Book Review: “Marx in the Anthropocene: Towards the Idea of Degrowth Communism”
It isn’t often you read a book that advocates for arguably the two most evil, destructive ideas ever advocated: Marxist communism and economic degrowth. As Rob Atkinson writes in a book review for The Independent Review, one would be bad. Both, as Tokyo University professor Kohei Saito advocates for, are truly horrific.

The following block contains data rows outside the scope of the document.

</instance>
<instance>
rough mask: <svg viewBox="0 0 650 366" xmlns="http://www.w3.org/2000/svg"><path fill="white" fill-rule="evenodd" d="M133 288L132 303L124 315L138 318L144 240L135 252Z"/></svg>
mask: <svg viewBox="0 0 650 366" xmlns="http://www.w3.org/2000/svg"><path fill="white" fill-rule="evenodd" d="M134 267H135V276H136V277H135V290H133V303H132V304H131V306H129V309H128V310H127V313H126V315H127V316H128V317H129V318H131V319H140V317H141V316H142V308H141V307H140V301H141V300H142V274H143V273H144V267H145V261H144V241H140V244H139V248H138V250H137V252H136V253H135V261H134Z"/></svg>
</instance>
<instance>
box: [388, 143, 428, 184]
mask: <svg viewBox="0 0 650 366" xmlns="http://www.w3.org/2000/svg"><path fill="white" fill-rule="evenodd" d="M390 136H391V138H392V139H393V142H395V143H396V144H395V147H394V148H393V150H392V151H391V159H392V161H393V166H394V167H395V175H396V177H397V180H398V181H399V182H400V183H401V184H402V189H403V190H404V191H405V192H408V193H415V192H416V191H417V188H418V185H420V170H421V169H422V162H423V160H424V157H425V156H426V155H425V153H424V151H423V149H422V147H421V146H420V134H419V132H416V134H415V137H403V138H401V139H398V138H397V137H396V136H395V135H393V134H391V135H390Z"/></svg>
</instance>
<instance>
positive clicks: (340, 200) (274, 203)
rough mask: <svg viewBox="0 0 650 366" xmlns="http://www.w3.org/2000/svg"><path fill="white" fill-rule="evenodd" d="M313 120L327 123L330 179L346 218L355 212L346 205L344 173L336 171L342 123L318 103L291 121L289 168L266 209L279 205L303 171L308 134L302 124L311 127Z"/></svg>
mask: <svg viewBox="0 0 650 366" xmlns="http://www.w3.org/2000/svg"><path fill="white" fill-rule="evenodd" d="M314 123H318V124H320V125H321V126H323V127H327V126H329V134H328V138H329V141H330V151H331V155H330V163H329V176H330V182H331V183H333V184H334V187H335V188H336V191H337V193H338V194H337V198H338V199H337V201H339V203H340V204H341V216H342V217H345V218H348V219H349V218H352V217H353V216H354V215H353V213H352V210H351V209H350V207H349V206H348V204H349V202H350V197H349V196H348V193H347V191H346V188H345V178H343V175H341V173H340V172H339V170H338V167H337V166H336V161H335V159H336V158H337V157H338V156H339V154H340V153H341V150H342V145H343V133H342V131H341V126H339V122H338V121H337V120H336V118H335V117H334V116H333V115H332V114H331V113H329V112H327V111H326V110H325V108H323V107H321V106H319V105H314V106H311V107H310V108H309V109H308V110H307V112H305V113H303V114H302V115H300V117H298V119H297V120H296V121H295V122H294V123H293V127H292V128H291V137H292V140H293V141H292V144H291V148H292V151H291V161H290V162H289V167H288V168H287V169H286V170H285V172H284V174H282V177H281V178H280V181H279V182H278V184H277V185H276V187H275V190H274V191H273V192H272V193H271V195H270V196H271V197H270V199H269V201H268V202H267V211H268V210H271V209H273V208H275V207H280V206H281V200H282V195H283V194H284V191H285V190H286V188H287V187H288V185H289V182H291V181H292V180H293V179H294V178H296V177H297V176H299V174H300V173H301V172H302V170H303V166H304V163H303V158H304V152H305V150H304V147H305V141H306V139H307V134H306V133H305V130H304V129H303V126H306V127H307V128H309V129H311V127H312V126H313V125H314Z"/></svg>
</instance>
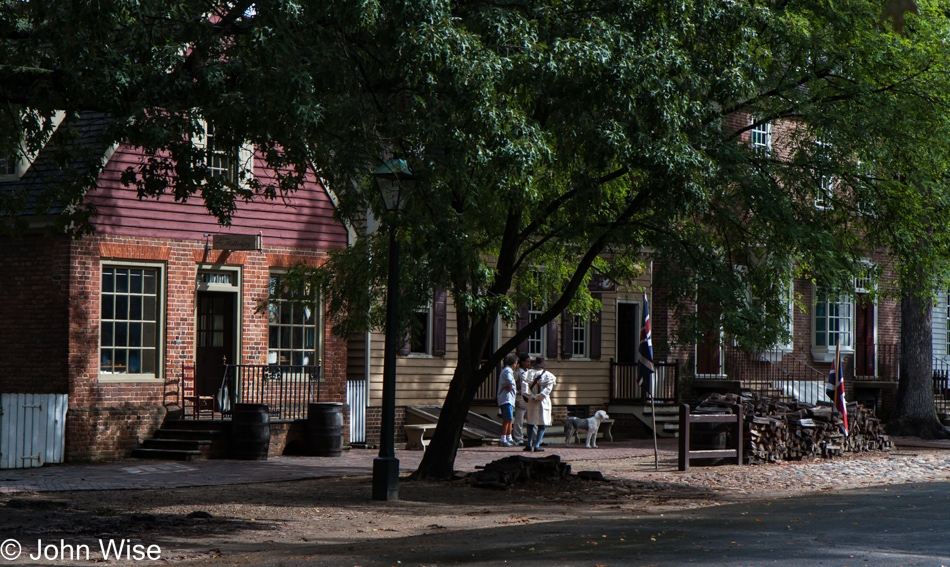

Saito, like other Marxist devotees, faces a problem: under orthodox Marxism the utopia of the workers’ revolution cannot happen unless there is significantly more economic growth, for it is only then that workers will be able “to hunt in the morning, fish in the afternoon, rear cattle in the evening, criticise after dinner,” as Karl Marx famously wrote in The German Ideology. Indeed, Saito writes, “The Communist Manifesto has repeatedly been cited as evidence of his notorious and unacceptable productivism” (p. 2). In other words, Marx wanted growth. Oh, the horror! But now that the progressive left largely rejects growth in the name of saving the planet (see Atkinson’s 2022 article, “The Abandonment of Growth and the Decline of the West,” The Independent Review 27 no. 2, 201–26), what’s a Marxist to do?
For Saito, the answer is to engage in an esoteric project to rehabilitate Marx for the green era and show that all the nonsense about growth was not really what Marx meant. That the “bourgeois” focus on growth was from Friedrich Engels, not Marx, he asserts. Or it was only early Marx who supported growth. To bolster his claim, Saito cites some collected found scribblings from the great man, showing that in the 1870s he encouraged a Russian revolution even though this was counter to his original idea that the communist revolution could happen only at the late stage of capitalism. Saito quotes Marx as saying that the ideal communist society was actually the pre-capitalist Russian agrarian commune. But notwithstanding Saito’s efforts to turn Marx into an agrarian environmentalist, he ultimately fails. Marx, for all his failures and evil, at least wanted growth and saw it as fundamentally a force for human liberation.